Dan Green, a Navy reserve officer and Pentagon appointee under President Donald Trump, announced a campaign for Florida’s 9th Congressional District as the state’s congressional qualifying week opened, entering a Republican field that redistricting turned from an afterthought into a real contest.
The Vero Beach Republican said he is putting $1 million of his own money into the race and arrives with the backing of the War Veterans Fund, the group he co-founded in 2018 to elect veterans to Congress.
CD 9 changed more than almost any seat in this round. Under the old lines it was an Osceola-anchored, Hispanic-majority district that Darren Soto had held comfortably since 2017, and one Kamala Harris carried with about 51% in 2024. Gov. Ron DeSantis‘ new map stretched it south through the middle of the peninsula and east to absorb all of Indian River County — Green’s home turf — and the politics flipped with the cartography. Florida Politics’ analysis found Trump would have won the redrawn seat with more than 58%.
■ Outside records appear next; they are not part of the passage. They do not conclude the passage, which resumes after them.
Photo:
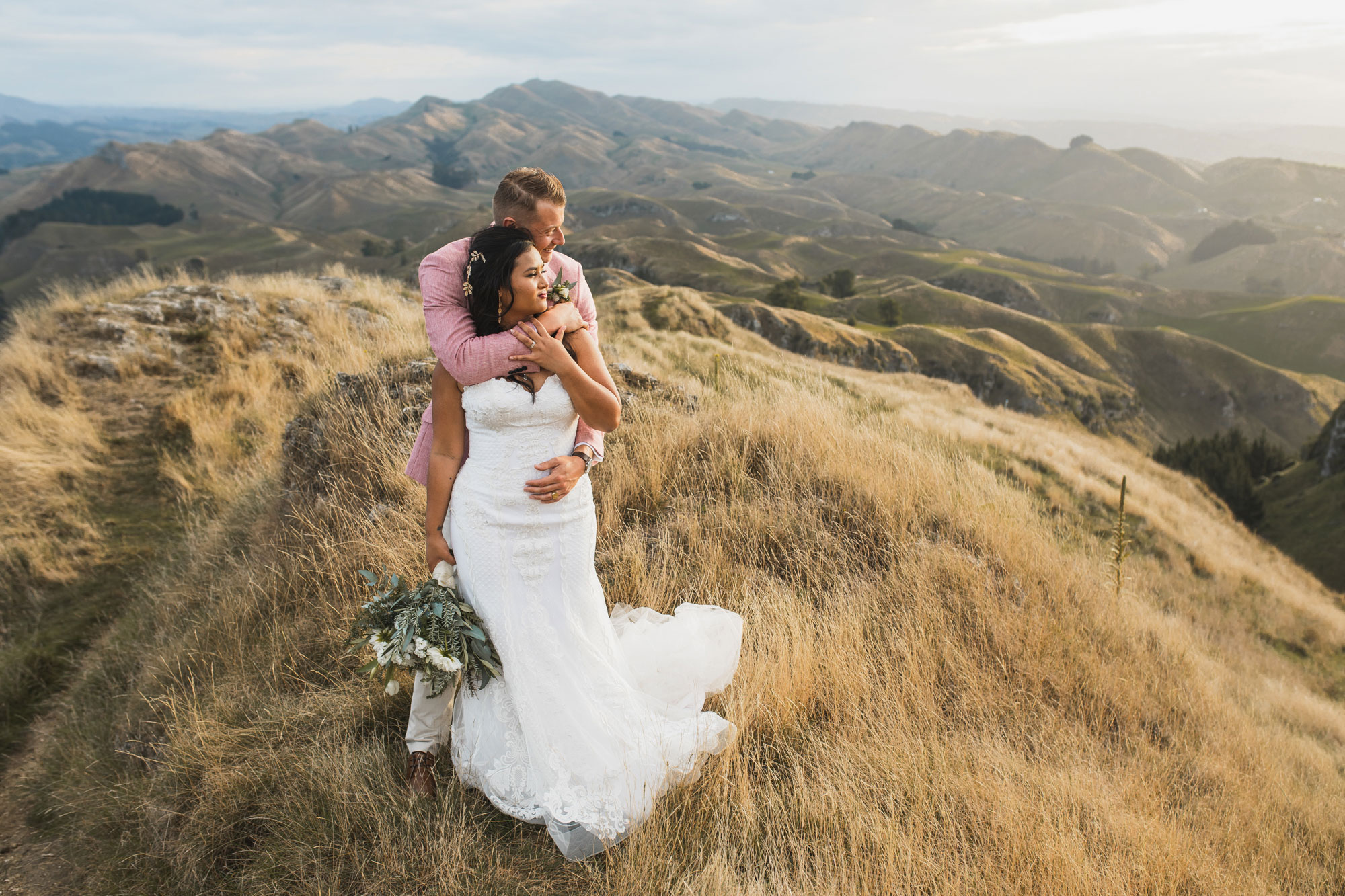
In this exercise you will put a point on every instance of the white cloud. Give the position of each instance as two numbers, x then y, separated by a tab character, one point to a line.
1174	58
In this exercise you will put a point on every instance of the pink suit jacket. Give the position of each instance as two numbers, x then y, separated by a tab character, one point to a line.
470	358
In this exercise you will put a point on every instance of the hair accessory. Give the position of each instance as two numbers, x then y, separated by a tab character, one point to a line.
467	274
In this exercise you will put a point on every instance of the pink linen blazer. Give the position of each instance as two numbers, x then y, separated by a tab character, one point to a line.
470	358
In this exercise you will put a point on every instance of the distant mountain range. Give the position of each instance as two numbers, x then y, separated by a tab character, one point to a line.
1055	280
1202	145
38	134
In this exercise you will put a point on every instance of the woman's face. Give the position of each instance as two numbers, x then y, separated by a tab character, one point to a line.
531	286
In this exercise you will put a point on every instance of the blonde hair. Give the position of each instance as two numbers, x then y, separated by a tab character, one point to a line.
523	189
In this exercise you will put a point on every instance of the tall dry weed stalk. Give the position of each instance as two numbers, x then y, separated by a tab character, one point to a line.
1121	544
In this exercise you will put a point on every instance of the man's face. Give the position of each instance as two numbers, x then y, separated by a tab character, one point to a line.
545	224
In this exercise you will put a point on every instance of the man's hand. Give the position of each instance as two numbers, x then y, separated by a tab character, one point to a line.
564	314
566	473
436	548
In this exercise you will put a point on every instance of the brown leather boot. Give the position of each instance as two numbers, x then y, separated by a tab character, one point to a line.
420	774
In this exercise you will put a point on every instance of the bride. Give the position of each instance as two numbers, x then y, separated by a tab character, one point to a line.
597	715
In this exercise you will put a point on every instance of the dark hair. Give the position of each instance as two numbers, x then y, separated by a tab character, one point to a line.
490	270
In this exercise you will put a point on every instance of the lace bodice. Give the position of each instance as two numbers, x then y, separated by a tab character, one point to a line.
510	430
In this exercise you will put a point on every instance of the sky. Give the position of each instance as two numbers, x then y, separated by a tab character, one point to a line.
1176	61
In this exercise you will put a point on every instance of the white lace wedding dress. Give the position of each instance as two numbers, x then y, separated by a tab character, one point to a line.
597	715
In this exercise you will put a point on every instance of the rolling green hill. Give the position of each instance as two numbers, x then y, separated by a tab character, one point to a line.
942	680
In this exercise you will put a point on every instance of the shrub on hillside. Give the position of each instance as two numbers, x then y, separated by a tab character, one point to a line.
890	313
91	206
902	224
786	294
840	283
449	167
1241	233
1230	464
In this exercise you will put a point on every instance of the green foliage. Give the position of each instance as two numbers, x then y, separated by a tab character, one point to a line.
890	313
428	628
840	283
1241	233
1230	464
902	224
786	294
93	208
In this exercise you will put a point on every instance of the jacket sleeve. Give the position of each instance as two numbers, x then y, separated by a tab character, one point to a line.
583	299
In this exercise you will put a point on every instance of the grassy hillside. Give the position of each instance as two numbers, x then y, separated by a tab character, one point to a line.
941	690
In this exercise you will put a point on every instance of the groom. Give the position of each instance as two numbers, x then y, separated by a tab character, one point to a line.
533	201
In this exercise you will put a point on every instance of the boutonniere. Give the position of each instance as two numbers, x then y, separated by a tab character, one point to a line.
560	291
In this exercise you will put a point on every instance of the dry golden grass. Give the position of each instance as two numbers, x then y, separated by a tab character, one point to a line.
50	450
939	692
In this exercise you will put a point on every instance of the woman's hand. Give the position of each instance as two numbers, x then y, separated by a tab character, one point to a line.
545	350
436	549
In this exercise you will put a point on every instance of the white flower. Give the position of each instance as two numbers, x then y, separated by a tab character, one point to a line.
442	662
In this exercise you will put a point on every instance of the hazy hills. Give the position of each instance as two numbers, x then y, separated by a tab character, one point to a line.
1208	143
41	134
1135	209
734	204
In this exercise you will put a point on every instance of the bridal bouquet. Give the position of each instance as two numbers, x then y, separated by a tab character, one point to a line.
427	630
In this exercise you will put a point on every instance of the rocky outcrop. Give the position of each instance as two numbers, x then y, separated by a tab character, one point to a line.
999	290
814	337
1330	448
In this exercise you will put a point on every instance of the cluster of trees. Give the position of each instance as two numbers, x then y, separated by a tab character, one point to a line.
890	313
1079	264
902	224
786	294
450	167
1241	233
93	208
376	247
839	284
1231	464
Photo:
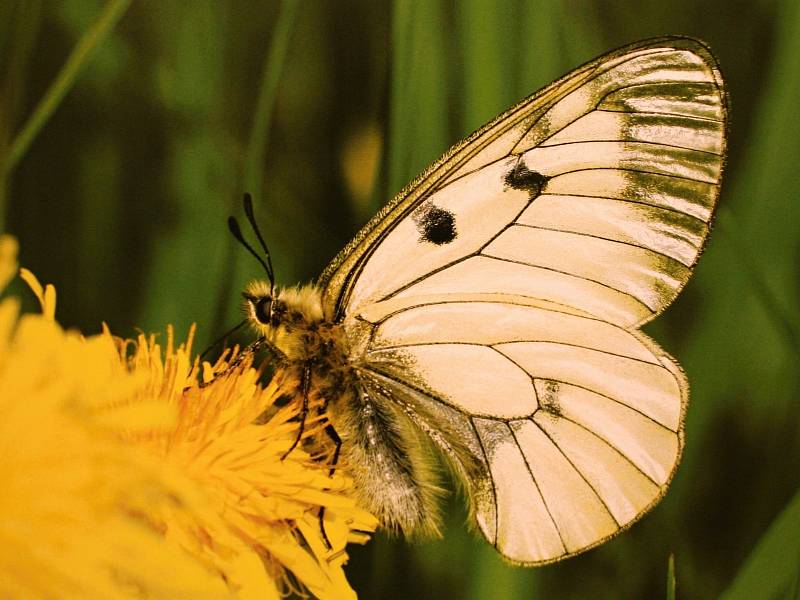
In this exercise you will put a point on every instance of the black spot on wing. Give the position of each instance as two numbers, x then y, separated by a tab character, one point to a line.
435	225
522	178
548	401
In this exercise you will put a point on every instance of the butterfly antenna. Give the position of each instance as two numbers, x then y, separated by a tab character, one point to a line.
248	211
236	231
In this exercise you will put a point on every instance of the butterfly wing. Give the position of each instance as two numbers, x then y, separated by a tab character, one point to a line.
568	427
595	193
497	297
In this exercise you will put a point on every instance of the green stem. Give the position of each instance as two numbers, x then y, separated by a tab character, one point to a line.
64	81
270	77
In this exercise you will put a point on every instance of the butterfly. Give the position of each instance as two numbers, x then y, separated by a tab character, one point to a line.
490	313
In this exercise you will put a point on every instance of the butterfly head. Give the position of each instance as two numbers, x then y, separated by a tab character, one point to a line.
284	316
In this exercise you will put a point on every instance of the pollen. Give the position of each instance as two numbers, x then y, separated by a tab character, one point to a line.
122	477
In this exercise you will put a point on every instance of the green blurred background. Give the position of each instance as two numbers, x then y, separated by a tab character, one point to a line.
324	110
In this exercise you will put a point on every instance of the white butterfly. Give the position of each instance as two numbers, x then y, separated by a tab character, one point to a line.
493	309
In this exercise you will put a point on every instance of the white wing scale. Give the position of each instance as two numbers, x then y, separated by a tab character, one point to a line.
502	317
That math made CD 9 a national GOP target, and the Republican field is taking shape fast. Soto is running again and is the only incumbent in the contest. On the GOP side, Green joins a primary that already includes retired Marine and former F-18 pilot Justin Story, who has qualified by petition, and 2024 nominee Thomas Chalifoux, among others. The most prominent local Republican, state Rep. Robert Brackett of Vero Beach, took a pass on the seat last month to defend his House district — leaving Green, also of Vero Beach, as the field’s most notable Treasure Coast entrant against a roster rooted in Osceola County.
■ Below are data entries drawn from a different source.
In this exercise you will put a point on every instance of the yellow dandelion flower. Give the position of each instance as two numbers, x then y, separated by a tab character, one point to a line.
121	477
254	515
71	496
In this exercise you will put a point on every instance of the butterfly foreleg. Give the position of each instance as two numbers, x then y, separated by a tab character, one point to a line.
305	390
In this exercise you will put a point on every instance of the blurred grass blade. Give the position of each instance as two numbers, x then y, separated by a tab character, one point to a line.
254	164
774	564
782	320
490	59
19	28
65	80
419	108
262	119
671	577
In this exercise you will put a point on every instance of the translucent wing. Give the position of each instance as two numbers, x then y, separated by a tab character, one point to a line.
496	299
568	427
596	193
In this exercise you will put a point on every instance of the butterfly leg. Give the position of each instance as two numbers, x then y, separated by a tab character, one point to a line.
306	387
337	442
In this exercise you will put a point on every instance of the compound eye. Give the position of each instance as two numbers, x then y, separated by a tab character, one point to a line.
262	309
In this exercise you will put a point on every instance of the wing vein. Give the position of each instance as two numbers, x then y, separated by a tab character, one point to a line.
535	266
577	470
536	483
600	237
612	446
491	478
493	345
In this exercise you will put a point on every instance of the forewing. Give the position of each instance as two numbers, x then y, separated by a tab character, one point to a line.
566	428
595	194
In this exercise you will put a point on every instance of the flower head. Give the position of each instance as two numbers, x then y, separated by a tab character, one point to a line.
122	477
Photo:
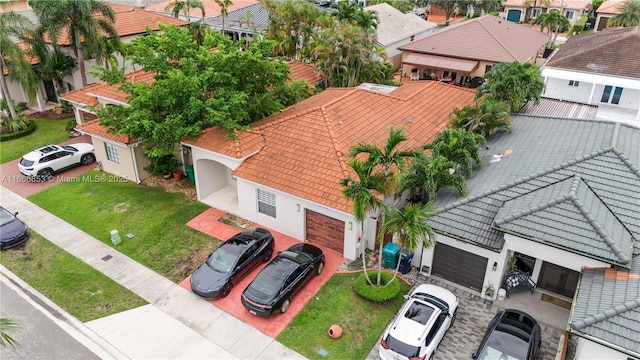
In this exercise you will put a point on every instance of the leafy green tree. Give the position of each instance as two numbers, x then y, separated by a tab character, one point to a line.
629	15
194	88
460	146
82	21
183	7
485	117
14	59
514	83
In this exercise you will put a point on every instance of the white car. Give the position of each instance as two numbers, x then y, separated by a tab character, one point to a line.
419	326
50	159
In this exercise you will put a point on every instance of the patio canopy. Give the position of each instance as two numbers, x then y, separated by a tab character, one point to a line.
441	62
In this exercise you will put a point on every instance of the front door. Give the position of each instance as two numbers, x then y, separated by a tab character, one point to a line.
558	279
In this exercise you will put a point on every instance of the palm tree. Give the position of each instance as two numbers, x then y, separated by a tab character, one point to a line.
7	326
629	15
410	225
82	21
484	117
224	9
13	59
184	6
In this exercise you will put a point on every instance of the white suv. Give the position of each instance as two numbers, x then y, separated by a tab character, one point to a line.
46	161
419	326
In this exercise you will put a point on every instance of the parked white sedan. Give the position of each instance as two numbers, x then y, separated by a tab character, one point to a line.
419	326
50	159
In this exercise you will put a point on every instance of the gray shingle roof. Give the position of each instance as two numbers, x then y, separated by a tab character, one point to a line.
571	184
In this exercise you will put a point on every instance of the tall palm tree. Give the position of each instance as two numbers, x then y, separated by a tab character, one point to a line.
81	21
364	193
184	6
629	15
410	226
8	326
13	58
224	9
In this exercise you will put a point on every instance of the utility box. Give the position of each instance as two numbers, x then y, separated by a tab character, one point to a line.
390	254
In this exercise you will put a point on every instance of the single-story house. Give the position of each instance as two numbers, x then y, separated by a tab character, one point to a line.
522	11
606	10
130	22
285	171
396	28
471	48
600	69
556	194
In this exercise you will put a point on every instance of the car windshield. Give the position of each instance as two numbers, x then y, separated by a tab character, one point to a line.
503	345
5	217
222	260
401	348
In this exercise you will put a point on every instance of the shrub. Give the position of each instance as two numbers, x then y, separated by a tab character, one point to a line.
377	293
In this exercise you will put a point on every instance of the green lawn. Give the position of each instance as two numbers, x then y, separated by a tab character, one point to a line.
47	132
75	286
97	204
362	321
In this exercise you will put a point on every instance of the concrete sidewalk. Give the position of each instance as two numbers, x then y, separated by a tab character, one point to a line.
176	324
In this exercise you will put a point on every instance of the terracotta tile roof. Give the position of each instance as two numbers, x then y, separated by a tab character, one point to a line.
211	9
303	71
305	153
132	21
94	128
486	38
610	7
609	52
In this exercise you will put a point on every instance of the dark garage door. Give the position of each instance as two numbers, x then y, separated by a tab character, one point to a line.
325	230
459	266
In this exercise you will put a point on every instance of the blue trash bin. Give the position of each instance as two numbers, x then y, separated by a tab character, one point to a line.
390	254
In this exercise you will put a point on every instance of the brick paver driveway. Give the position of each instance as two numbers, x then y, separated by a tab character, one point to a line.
465	335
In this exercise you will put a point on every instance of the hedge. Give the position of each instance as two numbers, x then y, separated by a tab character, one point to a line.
377	293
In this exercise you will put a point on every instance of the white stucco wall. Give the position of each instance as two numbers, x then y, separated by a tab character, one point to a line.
288	219
588	350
Green’s pitch leans on his résumé. He spent 23 years in the Navy, mobilized for tours in Afghanistan and Iraq, and was appointed Deputy Assistant Secretary of Defense for Strategy and Force Development in 2019, a role on the team that writes the National Defense Strategy. His campaign says he also carries endorsements from more than half a dozen congressional war veterans.
Green framed the run in combat terms. “I didn’t fight radical extremists overseas just to stand by and watch left-wing extremists attack our freedoms here at home,” he said, adding that he is running to “make America affordable again” for “Florida’s families, farmers and small business owners.”
More on his campaign is at DanGreenFL.com. Florida’s primary is Aug. 18.